Hundreds gathered at the Esperance Foreshore on New Years Eve to welcome 2018 with the annual Foreshore Festival and Fireworks.
Event secretary Renae Poot said she was ‘really pleased’ with the crowd participation and the community engagement with the event.
“Every event that we had scheduled was well attended, including the colouring in competition, the rock art, play dough, the water activities, which saw 10 teams of four compete, and the Talent Quest,” she said.
“To me, it felt like there was certainly a larger crowd than last year and I think it was the fact that we had a centrepiece, really good sound support and the weather was just fantastic.
“There have just been so many more people in town too and I just hope a little bit of that is through our contribution, drawing people to the town.”
Ms Poot said she and other members of the Rotary Club of Esperance Bay, the hosts of the event, had received ‘amazing’ feedback from locals and visitors.
“It’s been a lot of work but really rewarding and what did make me smile was I came back from the water activities to see all the street art,” she said.
“Everyone really embraced that.
“We’ve certainly come along way since our first year.”
Ms Poot commended the community and said there was ‘not much’ of a clean up the following day.
“Everyone was really tidy and the Shire of Esperance prepared the Foreshore beautifully for us,” she said.

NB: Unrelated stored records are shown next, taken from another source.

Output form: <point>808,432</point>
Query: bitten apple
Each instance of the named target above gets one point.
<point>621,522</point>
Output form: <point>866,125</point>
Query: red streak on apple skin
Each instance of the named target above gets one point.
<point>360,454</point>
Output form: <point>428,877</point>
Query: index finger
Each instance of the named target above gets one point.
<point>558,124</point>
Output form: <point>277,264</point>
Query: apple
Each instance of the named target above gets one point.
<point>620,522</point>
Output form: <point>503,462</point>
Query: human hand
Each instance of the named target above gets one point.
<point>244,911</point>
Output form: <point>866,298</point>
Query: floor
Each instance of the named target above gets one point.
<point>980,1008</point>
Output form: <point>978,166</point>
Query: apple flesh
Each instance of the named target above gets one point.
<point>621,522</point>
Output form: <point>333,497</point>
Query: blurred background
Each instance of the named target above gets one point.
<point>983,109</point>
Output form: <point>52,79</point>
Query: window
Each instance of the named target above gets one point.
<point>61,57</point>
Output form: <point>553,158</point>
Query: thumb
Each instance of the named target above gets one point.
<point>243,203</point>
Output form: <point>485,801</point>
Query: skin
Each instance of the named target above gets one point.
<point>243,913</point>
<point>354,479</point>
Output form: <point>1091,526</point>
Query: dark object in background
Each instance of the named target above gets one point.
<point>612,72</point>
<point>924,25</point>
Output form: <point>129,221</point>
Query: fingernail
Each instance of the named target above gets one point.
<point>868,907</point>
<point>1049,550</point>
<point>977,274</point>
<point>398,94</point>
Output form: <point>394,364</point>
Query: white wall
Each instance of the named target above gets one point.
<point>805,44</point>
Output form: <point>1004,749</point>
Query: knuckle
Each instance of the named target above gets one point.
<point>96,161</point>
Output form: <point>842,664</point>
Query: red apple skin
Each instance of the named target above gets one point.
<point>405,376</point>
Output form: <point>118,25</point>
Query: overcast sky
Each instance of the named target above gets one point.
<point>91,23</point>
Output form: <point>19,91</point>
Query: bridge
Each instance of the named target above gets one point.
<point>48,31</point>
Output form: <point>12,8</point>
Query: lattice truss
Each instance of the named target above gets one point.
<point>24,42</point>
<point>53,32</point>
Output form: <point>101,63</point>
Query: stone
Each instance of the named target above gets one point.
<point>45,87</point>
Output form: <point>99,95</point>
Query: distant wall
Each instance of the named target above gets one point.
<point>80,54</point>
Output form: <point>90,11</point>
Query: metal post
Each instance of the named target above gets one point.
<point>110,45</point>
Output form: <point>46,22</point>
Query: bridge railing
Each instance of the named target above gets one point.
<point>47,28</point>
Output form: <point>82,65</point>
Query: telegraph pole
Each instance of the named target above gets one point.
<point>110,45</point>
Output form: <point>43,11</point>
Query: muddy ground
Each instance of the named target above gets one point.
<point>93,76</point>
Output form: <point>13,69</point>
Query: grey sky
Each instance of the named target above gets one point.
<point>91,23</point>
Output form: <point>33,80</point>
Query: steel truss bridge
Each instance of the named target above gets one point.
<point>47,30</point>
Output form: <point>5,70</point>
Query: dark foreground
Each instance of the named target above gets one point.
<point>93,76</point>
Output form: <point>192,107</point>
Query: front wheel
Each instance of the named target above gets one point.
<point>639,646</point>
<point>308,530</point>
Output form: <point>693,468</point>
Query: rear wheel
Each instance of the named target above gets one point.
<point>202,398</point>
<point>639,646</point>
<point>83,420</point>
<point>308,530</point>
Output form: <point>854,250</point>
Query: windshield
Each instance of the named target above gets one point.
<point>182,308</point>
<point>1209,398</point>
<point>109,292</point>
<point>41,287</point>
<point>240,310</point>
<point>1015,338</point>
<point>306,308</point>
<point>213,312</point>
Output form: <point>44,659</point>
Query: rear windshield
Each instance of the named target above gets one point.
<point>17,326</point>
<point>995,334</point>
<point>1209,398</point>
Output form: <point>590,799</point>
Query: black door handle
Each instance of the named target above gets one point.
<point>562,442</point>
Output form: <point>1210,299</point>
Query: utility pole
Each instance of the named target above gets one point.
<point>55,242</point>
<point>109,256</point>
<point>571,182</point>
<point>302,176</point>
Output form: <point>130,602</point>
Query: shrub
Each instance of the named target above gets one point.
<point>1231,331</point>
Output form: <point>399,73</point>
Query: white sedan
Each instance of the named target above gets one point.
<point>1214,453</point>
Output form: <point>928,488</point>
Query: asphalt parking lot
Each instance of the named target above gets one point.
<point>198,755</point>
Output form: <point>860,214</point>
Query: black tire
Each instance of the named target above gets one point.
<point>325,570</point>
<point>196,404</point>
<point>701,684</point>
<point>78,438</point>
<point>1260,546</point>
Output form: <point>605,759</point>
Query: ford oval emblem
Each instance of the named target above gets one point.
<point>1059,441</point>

The Talent Quest comprised of seven acts, Ms Poot said the competition featured everything from Rhythmic gymnastics, to juggling, to electric guitar and several singing acts.
Local man James Barr was the star of the evening, winning First Prize and taking out the People’s Choice Award.
With the overwhelming support received, Ms Poot wished to thank those involved.
“There are just so many people to thank,” she said.
“Hope FM were fantastic, as were Coats Hire with all of their equipment, lights and generators, Star Transport for bringing down the fireworks and Triple M were great with the air time.”
Esperance Police acting senior sergeant Jenny Sara said despite the good behaviour at the Festival, the evening got far ‘busier’ once the fireworks concluded.
“There were several call outs, particularly after midnight, to the Pier Hotel and to Taylor Street Quarters,” she said.
“It’s those that wanted to fight and be silly, which impact on the people in the community doing the right thing; that’s what we don’t want to see.
“It is people just being silly and we’re not talking about kids, these are adults behaving like kids.
“We like to see people have fun and enjoy and celebrate but we want them to be doing it safely because we don’t want to be picking up the pieces and nor do emergency services when people hurt themselves or hurt others.”